Immigration has been a very live issue in Hastings on account of large influxes of EU migrants. But there’s not much evidence that this highly privileged former banker is on the same wavelength as many of her hard-pressed constituents.

But what of Mrs May? Is she also pretty relaxed about uncontrolled immigration? That seems unlikely. As Home Secretary for six years, she battled to bring down the number of immigrants from outside the EU — particularly focusing on bogus students — though, of course, she was unable to have any effect on EU immigration because of rules about free movement of labour.

British Prime Minister Theresa May began her first foreign trip in Berlin yesterday where she met with German Chancellor Angela Merkel and were expected to speak about the recent EU referendum result

And yet, despite her efforts, her record on non-EU migration was far from flawless. In 2015, net migration was 333,000, of which 149,000 came from outside the EU. It’s true she faced resistance over several years from the then-Chancellor, George Osborne, who was passionately pro-immigration in all its forms.

All the same, it can’t be denied that Mrs May was unable to bring down immigration from outside the EU, which is entirely within this country’s control, to the tens of thousands — leave aside for a moment the large numbers coming from the EU.

This only highlights the challenges facing the new Government. If immigration really is to be reduced to the tens of thousands, it will not be good enough to place restrictions on the EU, though that is an absolutely vital first step. There will also have to be further limits on those seeking entry from outside Europe.

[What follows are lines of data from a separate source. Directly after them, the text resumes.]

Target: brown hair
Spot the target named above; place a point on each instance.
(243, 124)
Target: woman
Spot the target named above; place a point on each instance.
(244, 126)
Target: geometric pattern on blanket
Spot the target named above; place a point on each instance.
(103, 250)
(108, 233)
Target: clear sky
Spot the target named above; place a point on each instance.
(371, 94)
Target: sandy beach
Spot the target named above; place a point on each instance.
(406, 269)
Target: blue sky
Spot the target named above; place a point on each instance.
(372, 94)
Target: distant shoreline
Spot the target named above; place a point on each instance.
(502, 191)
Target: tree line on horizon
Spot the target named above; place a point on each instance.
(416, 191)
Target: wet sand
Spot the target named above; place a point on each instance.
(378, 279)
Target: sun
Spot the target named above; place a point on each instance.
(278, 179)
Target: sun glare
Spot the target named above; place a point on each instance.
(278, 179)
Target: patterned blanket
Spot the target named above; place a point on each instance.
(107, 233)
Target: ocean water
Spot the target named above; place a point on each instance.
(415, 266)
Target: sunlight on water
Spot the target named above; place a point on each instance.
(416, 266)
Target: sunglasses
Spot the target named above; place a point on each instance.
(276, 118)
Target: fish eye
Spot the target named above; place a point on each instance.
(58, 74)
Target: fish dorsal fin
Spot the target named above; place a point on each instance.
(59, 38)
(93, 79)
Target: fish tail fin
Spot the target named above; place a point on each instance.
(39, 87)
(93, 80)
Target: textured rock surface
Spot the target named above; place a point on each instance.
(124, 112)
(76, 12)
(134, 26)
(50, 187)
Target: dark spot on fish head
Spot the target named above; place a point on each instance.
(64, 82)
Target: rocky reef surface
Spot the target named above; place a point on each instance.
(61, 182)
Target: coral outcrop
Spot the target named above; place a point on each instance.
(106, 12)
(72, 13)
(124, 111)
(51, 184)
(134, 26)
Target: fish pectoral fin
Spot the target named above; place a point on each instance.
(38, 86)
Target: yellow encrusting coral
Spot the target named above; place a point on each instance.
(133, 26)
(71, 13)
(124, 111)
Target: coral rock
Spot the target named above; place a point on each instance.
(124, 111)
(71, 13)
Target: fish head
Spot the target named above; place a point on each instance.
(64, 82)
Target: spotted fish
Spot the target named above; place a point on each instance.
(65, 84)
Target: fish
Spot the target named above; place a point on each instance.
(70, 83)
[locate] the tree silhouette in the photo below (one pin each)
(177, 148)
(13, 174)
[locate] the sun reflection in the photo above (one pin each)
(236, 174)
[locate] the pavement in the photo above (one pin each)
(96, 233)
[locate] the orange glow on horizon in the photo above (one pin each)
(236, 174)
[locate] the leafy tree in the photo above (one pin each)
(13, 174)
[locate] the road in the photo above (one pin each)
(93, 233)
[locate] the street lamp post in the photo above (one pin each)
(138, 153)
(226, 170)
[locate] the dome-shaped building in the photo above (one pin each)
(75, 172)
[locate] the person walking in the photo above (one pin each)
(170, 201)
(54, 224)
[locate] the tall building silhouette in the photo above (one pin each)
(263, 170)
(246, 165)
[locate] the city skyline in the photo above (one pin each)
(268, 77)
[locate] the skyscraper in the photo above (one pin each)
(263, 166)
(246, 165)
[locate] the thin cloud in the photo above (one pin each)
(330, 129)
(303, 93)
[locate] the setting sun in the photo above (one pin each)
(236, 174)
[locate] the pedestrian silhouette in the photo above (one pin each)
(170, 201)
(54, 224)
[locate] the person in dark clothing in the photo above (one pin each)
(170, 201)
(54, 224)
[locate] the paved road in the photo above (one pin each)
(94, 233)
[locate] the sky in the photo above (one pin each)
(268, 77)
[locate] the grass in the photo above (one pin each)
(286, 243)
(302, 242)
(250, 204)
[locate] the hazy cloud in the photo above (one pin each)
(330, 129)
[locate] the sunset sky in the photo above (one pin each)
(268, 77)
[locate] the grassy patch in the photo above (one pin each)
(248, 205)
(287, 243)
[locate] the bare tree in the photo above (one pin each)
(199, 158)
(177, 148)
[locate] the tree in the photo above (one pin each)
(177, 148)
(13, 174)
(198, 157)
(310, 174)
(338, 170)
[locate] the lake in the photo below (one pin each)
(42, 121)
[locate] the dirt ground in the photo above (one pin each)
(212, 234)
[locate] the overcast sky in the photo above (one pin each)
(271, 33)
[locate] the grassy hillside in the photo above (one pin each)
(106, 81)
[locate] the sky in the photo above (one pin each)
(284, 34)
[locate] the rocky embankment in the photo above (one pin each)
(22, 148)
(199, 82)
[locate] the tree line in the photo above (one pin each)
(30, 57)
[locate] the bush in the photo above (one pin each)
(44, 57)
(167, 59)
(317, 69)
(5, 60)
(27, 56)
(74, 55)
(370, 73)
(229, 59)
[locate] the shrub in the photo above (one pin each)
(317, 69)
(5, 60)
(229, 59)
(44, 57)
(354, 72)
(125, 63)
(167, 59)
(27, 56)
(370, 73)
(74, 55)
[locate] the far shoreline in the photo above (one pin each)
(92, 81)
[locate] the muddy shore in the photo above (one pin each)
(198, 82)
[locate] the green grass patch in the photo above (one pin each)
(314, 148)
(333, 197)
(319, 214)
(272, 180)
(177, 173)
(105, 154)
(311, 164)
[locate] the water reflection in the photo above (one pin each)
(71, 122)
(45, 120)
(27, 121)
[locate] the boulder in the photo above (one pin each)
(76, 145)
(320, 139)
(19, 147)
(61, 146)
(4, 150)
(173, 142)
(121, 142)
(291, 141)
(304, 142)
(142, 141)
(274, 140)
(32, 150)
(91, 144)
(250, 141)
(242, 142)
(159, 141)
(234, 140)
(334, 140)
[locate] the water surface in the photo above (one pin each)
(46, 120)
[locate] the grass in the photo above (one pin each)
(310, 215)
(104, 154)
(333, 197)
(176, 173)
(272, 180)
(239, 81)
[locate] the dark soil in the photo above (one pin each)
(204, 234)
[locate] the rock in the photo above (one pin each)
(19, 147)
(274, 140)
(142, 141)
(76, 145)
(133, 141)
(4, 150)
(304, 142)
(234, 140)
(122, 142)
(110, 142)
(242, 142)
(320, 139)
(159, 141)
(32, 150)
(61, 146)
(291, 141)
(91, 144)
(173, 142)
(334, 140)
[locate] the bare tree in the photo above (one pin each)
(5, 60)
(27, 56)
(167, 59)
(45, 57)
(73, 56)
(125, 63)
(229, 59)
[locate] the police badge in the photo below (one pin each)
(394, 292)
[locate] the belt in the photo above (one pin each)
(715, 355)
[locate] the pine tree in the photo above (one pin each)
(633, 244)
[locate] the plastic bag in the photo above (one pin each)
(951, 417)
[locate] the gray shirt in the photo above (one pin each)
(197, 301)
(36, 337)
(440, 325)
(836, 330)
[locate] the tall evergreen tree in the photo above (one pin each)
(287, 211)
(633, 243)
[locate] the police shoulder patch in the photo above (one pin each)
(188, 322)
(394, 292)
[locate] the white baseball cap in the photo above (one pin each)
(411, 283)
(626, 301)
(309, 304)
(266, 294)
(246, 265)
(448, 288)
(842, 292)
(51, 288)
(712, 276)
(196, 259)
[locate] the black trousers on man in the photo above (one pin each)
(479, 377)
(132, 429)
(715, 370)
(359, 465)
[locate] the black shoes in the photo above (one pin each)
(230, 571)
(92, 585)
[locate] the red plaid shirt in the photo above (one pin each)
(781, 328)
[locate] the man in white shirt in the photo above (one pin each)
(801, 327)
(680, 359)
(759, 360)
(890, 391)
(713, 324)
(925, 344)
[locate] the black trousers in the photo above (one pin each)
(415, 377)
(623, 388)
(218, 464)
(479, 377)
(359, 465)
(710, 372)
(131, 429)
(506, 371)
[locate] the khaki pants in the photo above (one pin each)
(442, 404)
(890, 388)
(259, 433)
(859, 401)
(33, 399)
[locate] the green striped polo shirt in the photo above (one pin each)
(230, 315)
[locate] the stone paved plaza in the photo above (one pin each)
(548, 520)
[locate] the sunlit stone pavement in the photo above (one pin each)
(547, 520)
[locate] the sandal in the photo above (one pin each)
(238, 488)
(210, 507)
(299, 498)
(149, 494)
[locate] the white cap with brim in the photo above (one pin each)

That would inevitably entail curtailing the numbers of students, who comprise over half non-EU migrants. Imagine the hysterical complaints from British universities, many of which rely on foreign students for a sizeable chunk of their income.

All these problems will pile up on the desk of new Home Secretary Amber Rudd, which doubtless largely explains why she is trying to wriggle out of what is still a 2015 Tory manifesto pledge.

She has looked at the arithmetic, and she knows how difficult it is going to be to meet the target of tens of thousands, even if we do a favourable deal with the EU over free movement of people, which we obviously must.

Little or none of this, of course, was pointed out by either side during the referendum campaign. Politicians in the Leave camp gave the impression that if only we could control our borders, immigration would plummet and all would be well. It’s not as simple as that.

I am certain that most people now expect and want mass migration to be properly managed. After all that has happened, they won’t put up with waffle about ‘sustainable levels’ or assurances that the issue will eventually be addressed at some unspecified point in the future.

It’s not going to be easy for Theresa May and the new Government to deliver. But if they don’t, there will be a loss of trust in the political process which could make the Brexit vote look like a minor ripple.